The cinematic Gopnick family is led by the comically unhinged dad, Larry (Michael Stuhlbarg, heading up a mostly-unknown, universally brilliant cast). This physics professor's dull life begins to unravel with both a bribe from one his students and the news that his wife is leaving him for another man. His journey to make sense of it all is an amusing tale packed with subtle humor and other Coen trademarks, a nostalgic tour for some and education for others.
Also check out Karen Dahlstrom's review of A Serious Man.
The Picture
The movie is presented at 1.85:1 (with an opening sequence framed at 1.37:1) and is predominately well-lit and sharply focused, proffering an image so clean that we are tempted to start counting every wrinkle, every freckle, every hair on these characters, often photographed in unflattering conditions.

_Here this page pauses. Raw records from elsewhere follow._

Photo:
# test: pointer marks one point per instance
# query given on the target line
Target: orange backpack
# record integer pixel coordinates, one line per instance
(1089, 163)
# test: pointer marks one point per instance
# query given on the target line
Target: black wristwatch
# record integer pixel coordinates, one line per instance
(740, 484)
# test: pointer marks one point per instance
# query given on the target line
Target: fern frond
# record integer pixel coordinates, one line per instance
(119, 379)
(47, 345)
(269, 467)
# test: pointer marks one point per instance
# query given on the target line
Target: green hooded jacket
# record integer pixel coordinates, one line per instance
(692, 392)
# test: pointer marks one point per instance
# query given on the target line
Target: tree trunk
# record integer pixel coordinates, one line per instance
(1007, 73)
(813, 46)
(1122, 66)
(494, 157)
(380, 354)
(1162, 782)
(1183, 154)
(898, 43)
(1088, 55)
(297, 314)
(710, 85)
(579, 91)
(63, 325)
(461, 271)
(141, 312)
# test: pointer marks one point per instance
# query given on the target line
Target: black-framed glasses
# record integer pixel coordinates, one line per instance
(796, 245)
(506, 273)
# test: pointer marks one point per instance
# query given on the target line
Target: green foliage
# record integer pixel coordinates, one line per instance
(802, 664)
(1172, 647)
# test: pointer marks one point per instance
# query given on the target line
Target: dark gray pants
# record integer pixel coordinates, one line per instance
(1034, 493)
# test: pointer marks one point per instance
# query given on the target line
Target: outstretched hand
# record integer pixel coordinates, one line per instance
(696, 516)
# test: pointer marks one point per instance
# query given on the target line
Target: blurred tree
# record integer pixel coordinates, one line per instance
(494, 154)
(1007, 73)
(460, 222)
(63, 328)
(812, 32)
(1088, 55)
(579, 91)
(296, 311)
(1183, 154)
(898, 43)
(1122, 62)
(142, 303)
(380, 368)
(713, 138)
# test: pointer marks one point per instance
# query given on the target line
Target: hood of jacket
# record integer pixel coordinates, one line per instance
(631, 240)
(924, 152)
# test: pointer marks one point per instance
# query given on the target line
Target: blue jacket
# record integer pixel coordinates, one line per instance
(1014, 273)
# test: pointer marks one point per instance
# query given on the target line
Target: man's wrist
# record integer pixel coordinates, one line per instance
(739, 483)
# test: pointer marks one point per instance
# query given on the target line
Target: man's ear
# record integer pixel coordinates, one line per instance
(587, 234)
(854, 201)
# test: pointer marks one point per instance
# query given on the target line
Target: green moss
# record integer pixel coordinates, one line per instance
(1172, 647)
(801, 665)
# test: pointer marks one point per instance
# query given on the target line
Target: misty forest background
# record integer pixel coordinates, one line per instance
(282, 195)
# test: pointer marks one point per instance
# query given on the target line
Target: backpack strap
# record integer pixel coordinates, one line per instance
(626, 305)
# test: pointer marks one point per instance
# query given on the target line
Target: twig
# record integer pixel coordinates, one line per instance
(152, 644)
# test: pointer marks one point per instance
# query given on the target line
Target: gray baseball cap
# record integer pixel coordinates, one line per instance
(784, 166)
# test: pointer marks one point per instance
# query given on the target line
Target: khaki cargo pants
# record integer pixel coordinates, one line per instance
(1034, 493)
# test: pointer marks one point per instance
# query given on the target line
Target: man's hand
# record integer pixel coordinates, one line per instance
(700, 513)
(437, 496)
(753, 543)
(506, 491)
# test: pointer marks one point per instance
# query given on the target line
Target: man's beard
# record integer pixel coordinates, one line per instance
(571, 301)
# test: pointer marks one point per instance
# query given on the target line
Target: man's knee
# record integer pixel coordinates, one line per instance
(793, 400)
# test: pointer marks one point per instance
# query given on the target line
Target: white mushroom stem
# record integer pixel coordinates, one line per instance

Blacks are not problematic, noise is well-controlled, and the happy colors of the suburban sprawl are a delight. Only one shot was an issue, a pan across the neighborhood rooftops, which flickers unpleasantly on video.
The Sound
The DTS-HD Master Audio 5.1 channel sound displays fine discrete channeling as when an eerie, booming knock comes on the door, or for the hard slap of a game of catch, or footsteps in a fevered chase. Early on, a snowy wind blows all around us, and Carter Burwell's musical score is respectfully mixed throughout, in addition to a punchy, recurring remix of Jefferson Airplane's "Somebody to Love." In truth, the sound design is not super-ambitious but is well-executed.
The Extras
The disc includes three featureettes, all in HD. In "Becoming Serious" (17 minutes), The Coens, their cast and crew ruminate on the movie, while in "Creating 1967" (14 minutes) the costumes (even the vintage undergarments!), the props, the sets, the locations and the cars for this specific time and place are detailed. And the two-minute "Hebrew and Yiddish for Goys" provides a funny and informative crash course in the abundant cultural terms, some more obscure than others. The disc is also BD-Live-enabled and even before street date it loaded fresh coming attractions and delivered news on all of Universal Studios' Academy Award nominations.
Final Thoughts
Exquisitely honest and all the more humorous for it, A Serious Man is a welcome return to form for The Coens, an Oscar underdog ready to be discovered on this high-quality Blu-ray incarnation.